First Order Differential Equation?

dy/dx = cos (x + y)

Let y = u - x

du/dx = cos(u) + 1

du/[cos(u) + 1] = dx

tan(u/2) = x + c

tan[(x + y)/2] = x + c

When x = 0 y = π/4

c = tan(π/8) = √(2) - 1

tan[(x + y)/2] = x + tan(π/8)

y = 2arctan[x + tan(π/8] - x

dy/dx = 2 + √(y − 2x + 3)

Let y = v + 2x so that dy/dx = dv/dx + 2

dv/dx + 2 = 2 + √(v + 3)

dv/√(v + 3) = dx

2√(v + 3) = x + c

4v + 12 = x^2 + 2cx + c^2

4(y – 2x) + 12 = x^2 + 2cx + c^2

You finish that off

1. Let z = x+y --> dz/dx = 1 + dy/dx. Thus dz/dx - 1 = cos(z).

Rewrite as dz/(1+cos(z)) = dx.  Integrate both sides.

2. same idea. 

So, what are your answers so that we may verify with you?

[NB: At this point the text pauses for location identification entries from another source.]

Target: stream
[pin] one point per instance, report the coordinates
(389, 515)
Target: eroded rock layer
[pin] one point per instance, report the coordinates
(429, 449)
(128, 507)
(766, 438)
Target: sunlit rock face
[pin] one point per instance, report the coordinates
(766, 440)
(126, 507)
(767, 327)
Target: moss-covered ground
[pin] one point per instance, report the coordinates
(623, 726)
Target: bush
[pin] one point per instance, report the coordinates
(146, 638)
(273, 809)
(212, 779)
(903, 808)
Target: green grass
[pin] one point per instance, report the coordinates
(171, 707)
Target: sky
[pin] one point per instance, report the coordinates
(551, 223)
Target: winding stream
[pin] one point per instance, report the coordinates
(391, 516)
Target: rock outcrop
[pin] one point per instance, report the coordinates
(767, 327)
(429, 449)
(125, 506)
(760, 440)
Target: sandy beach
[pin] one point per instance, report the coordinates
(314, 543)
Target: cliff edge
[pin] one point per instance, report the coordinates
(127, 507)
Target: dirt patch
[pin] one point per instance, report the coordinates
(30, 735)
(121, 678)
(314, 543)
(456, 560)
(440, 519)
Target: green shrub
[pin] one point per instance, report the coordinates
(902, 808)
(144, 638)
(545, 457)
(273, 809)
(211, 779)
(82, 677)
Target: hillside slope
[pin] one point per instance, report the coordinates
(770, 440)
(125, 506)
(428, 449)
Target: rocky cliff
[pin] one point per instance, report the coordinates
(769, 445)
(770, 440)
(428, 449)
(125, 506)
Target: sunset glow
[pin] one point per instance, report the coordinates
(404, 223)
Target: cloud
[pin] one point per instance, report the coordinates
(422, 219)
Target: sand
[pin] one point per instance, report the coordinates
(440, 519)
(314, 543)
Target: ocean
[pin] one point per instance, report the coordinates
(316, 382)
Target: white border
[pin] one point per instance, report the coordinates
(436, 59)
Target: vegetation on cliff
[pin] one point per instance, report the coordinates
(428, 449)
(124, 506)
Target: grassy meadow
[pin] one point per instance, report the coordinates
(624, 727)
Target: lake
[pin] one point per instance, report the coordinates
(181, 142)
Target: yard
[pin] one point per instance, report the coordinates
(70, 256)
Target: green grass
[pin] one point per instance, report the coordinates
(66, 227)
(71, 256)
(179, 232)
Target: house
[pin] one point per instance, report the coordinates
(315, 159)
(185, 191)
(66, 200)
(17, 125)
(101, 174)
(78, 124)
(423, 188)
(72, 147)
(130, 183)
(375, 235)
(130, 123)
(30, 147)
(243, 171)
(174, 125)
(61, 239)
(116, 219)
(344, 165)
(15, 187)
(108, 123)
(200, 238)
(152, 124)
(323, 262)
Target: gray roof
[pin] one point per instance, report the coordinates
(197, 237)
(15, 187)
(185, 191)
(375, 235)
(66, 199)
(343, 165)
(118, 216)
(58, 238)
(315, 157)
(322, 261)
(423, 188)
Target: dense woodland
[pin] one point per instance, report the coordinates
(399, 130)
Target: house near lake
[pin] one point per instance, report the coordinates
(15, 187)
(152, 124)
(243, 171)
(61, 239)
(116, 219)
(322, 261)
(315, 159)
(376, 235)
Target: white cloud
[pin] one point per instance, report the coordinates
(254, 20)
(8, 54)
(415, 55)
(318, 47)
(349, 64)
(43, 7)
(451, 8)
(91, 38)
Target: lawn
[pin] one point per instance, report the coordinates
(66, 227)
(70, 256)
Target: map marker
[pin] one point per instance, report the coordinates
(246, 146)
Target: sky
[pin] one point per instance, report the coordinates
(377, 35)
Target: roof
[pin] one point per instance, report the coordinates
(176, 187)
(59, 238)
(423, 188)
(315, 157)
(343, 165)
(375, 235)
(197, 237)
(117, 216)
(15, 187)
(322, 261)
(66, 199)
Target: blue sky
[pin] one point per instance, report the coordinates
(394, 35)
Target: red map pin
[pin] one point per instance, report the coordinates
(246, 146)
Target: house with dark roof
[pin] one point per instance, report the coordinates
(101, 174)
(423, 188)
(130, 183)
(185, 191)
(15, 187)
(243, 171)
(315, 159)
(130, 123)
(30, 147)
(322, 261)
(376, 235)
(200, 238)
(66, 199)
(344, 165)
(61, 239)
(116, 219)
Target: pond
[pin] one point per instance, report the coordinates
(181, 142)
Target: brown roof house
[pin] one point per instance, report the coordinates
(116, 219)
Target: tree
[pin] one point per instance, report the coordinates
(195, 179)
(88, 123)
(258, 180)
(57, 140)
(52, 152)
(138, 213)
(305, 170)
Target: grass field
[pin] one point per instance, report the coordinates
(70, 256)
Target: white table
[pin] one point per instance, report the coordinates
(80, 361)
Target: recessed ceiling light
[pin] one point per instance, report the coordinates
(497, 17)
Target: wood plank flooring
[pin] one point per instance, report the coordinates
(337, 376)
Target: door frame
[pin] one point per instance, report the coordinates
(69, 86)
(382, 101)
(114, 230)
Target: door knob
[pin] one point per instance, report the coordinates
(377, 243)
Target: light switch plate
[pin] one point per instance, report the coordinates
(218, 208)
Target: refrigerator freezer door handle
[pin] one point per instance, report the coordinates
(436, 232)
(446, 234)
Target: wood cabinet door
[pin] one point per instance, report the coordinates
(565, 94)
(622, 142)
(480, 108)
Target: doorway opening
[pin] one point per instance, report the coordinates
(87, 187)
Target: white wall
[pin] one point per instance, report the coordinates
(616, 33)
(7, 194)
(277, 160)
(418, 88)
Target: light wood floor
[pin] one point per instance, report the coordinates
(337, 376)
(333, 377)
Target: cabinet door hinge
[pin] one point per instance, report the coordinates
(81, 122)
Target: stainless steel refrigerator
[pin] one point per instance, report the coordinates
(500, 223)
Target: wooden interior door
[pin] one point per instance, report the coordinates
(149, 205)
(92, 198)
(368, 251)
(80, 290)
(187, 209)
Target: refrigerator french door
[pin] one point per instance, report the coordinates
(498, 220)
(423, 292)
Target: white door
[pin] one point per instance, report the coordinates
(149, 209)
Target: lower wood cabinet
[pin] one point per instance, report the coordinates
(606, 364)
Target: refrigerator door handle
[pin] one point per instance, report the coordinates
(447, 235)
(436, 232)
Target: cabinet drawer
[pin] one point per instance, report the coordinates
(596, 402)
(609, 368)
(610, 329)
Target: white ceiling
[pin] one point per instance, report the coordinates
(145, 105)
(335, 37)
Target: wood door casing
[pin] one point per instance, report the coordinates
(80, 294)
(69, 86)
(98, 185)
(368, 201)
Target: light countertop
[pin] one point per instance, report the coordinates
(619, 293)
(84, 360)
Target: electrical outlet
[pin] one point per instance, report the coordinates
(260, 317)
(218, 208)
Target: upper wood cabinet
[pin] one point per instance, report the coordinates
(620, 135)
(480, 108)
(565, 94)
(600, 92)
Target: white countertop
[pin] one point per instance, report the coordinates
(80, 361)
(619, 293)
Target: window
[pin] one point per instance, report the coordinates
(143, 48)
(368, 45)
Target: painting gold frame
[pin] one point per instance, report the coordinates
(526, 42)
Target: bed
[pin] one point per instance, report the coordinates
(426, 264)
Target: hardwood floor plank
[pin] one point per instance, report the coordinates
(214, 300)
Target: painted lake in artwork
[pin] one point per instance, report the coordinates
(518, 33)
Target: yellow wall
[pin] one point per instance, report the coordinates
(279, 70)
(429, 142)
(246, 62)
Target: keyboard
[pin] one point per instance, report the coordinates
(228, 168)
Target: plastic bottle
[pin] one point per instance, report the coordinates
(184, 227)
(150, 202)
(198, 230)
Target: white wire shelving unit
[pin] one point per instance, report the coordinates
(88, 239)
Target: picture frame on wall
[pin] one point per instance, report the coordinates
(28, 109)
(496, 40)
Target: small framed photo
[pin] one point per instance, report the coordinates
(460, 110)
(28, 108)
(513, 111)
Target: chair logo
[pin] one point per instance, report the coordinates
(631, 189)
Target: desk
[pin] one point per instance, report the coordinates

PS: dont go by vama's answer(s). he made terrible mistakes. 

Done!

put z=x+y, dz/dx= 1+dy/dx=1+cos z

Integrate it. z= x+sin z+c

 dy/dx = 2 + sqrt (y − 2x + 3). Now put z=y-2x+3. dz/dx= ( dy/dx-2)=z^(1/2)

1/sqrt z dz/dx=1 integrate it. 2 sqrt z=x=2 sqrt(y-2x+3) I think that this is the answer.